The cinema of my dreams – It’s a treasure hunt – Episode 77

Here’s the thing…

Every time I close my eyes, I see something different.

I’d like to think the cinema of my dreams is playing a double feature but it’s a bit like a comedy cartoon night on Fox.

But these dreams are nothing to laugh about.

Once again there’s a new installment of an old feature, and we’re back on the treasure hunt.

Boggs is not a happy man

I could feel the waves of hate emanating from Boggs as he was staring at Nadia, who was doing her best to ignore him.

The previous evening when I made the suggestion to her that we should do whatever we could to aid in his search, on the Cossatino’s beach head without involving the Cossatinos, and in an attempt to have a backup plan if they caught up with us, met the same stony silence as it had when I told Boggs.

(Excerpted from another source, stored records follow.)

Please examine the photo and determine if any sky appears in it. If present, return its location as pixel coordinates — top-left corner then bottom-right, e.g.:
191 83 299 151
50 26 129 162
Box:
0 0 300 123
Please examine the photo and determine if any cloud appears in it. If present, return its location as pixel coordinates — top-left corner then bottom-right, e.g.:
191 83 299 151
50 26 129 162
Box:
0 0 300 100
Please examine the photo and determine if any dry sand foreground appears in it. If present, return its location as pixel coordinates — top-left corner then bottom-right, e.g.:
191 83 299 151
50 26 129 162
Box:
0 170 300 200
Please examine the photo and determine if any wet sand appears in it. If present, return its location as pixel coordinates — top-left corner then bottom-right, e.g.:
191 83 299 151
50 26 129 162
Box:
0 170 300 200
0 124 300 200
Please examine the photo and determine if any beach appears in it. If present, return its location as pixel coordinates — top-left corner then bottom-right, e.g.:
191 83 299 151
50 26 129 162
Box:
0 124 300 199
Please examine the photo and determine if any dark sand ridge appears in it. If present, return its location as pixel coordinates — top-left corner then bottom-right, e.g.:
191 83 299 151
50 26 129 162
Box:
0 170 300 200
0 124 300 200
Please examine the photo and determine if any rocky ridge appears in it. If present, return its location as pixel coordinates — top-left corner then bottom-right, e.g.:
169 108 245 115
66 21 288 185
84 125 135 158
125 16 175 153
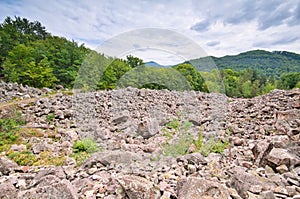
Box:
0 83 300 199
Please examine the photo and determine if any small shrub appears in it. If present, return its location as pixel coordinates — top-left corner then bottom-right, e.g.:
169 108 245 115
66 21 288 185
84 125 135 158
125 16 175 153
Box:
71 138 100 166
194 133 229 156
46 113 55 124
73 138 99 153
33 151 66 166
163 133 193 157
8 151 37 166
163 116 193 157
71 151 92 166
20 128 44 138
166 119 180 130
0 110 26 151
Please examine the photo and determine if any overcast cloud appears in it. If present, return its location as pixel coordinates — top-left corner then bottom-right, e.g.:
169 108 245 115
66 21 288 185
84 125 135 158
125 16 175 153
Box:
0 0 300 61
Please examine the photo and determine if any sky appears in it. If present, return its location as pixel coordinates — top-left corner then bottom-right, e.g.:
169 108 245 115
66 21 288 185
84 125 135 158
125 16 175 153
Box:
0 0 300 64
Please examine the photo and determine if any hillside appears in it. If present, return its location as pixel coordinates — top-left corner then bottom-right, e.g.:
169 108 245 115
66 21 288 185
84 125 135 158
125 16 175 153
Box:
191 50 300 78
0 82 300 199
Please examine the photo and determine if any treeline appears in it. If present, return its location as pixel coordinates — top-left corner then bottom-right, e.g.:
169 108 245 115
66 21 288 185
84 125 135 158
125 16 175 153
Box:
0 17 91 88
201 68 300 98
0 17 300 98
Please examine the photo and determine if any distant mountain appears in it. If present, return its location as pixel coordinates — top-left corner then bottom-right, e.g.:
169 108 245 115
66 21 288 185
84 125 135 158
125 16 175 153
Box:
145 61 172 68
189 50 300 78
145 61 163 67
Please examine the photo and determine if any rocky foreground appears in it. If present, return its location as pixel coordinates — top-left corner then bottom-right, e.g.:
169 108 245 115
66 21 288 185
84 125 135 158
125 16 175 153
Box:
0 82 300 199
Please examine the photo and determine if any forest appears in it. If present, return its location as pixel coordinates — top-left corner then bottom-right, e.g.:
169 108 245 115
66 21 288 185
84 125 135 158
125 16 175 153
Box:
0 17 300 98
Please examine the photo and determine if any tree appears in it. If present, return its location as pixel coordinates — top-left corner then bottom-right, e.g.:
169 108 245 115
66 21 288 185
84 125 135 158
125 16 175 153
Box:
126 55 144 68
3 44 57 88
98 59 131 89
278 72 300 89
174 63 208 92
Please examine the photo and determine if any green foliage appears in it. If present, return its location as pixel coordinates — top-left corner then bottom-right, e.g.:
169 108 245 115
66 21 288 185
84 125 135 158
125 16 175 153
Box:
212 50 300 78
126 55 144 68
8 151 37 166
0 110 25 151
163 133 193 157
98 59 131 89
278 72 300 89
71 138 100 166
166 119 180 130
0 17 90 88
163 118 193 157
46 113 55 124
0 17 300 98
174 63 208 92
33 151 66 166
71 151 92 166
73 138 99 153
194 137 229 156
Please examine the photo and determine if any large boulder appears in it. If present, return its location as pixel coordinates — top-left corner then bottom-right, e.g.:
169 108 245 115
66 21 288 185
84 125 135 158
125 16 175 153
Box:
0 157 20 175
230 166 275 198
117 175 160 199
265 148 300 169
0 182 17 199
81 151 142 169
177 177 230 199
18 180 78 199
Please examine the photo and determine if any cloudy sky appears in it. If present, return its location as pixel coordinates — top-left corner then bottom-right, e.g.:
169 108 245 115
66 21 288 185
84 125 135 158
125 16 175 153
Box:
0 0 300 63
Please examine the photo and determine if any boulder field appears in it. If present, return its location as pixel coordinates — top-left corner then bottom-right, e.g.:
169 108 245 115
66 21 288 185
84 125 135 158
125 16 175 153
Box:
0 82 300 199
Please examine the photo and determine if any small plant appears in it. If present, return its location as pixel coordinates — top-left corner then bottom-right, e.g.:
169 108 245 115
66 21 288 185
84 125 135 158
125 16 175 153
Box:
71 152 92 166
62 90 74 95
163 116 193 157
0 110 26 151
8 151 37 166
73 138 99 153
193 133 229 156
163 133 193 157
33 151 66 166
166 119 180 130
71 138 100 166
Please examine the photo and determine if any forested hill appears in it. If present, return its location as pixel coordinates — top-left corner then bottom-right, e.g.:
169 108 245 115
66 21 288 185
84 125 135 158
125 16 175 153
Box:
192 50 300 78
0 17 300 98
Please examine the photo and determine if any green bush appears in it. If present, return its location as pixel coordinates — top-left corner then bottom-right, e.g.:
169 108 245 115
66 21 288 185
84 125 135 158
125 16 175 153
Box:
0 110 26 151
46 113 55 124
163 133 193 157
73 138 99 153
71 138 100 166
163 117 193 157
194 133 229 156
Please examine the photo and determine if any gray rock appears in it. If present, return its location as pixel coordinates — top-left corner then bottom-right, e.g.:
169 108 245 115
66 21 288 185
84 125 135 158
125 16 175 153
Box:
137 118 159 139
80 151 142 169
18 180 78 199
230 167 275 198
117 175 160 199
265 148 300 169
0 182 17 199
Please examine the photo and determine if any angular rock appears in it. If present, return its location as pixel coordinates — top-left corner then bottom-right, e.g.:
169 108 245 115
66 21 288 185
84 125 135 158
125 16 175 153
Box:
18 180 78 199
252 140 273 167
0 157 20 175
137 118 159 139
0 182 18 199
230 167 275 198
117 175 160 199
177 177 230 199
265 148 300 169
80 151 142 169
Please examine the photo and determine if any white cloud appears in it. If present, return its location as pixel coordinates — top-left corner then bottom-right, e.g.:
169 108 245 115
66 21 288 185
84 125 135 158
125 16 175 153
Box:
0 0 300 59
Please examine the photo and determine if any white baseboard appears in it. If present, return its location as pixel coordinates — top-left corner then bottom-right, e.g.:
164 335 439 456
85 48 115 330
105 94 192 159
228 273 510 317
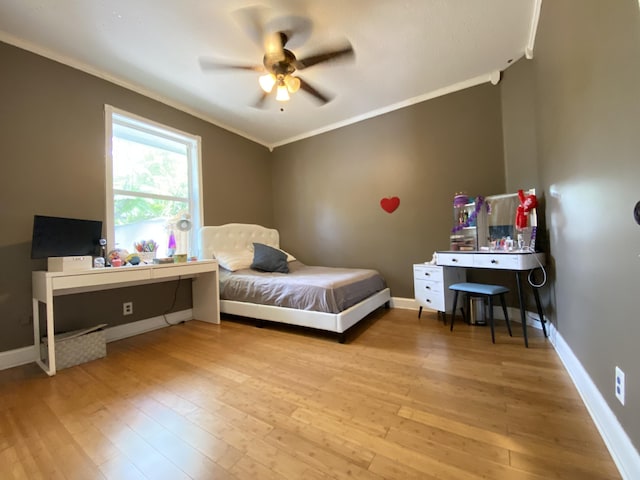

Her response was a stony, ‘don’t expect me to go up against my father and Vince, I’m not that brave.”

All Cossatino’s were tarred with the same brush, he said, just short of telling me he was convinced she was working with them, trying to find out what he knew via me.  He didn’t believe me when I told him she had done anything but interrogate me.

I wanted to believe she was not on their side, but just in case he might be right, my idea was to keep the enemy, if she was playing me, close.  Certainly, if the family turned up to thwart us, then I’d be convinced she was against us.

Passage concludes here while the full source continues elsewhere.